The optics of this are terrible for the GOP, they look like spineless cowards who are putting the sexual assault victim on trial.

It feels like they're trying to paint her as paranoid and overly cautious. An attempt to innoculate themselves against the accusations; belittle them.
 
I think that by going after how she chose her lawyers, who paid for the polygraph etc, they were attempting to establish a narrative that she's being manipulated into this somehow. Suffice to say that fell flat.

Maybe the most remarkable part of the entire hearing was Mitchell's final statement essentially calling these proceedings a sham, and inferring that Ford is to blame for the format somehow??

So strange.

Anyway any Republican Senator who decries the lack of corroboration for her story needs a swift kick in the ***. They had ample opportunity to order an FBI investigation or at minimum have present the individuals who could have provided such corroboration. It's incredibly telling that neither occurred.
 
I think that by going after how she chose her lawyers, who paid for the polygraph etc, they were attempting to establish a narrative that she's being manipulated into this somehow. Suffice to say that fell flat.

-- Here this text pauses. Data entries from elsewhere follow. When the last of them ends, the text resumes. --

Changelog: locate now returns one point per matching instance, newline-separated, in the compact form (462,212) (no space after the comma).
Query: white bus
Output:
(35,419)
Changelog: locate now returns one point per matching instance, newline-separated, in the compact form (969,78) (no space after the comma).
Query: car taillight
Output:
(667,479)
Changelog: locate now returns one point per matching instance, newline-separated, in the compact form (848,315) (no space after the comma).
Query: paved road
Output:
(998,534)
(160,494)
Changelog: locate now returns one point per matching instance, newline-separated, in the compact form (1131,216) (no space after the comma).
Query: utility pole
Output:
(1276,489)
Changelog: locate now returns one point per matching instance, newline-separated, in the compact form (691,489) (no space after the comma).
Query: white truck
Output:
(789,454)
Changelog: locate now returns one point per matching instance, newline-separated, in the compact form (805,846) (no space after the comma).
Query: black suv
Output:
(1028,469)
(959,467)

Maybe the most remarkable part of the entire hearing was Mitchell's final statement essentially calling these proceedings a sham, and inferring that Ford is to blame for the format somehow??

So strange.

Anyway any Republican Senator who decries the lack of corroboration for her story needs a swift kick in the ***. They had ample opportunity to order an FBI investigation or at minimum have present the individuals who could have provided such corroboration. It's incredibly telling that neither occurred.
The funny thing is, it’s up to the president to order an FBI investigation, so he’s calling his president a sham
 
The decision to hire this prosecutor has been pretty bizarre in execution. She's treating it like it's a deposition rather than a public hearing and doesn't seem to know how to develop a line of questioning within the (arbitrary) time limit.

Honestly, if I were the Dems I'd be framing this as "11 men chose to vote for this nominee and refused to even speak to his accuser directly before doing it." I remain of the belief that Kavanaugh will be confirmed anyway.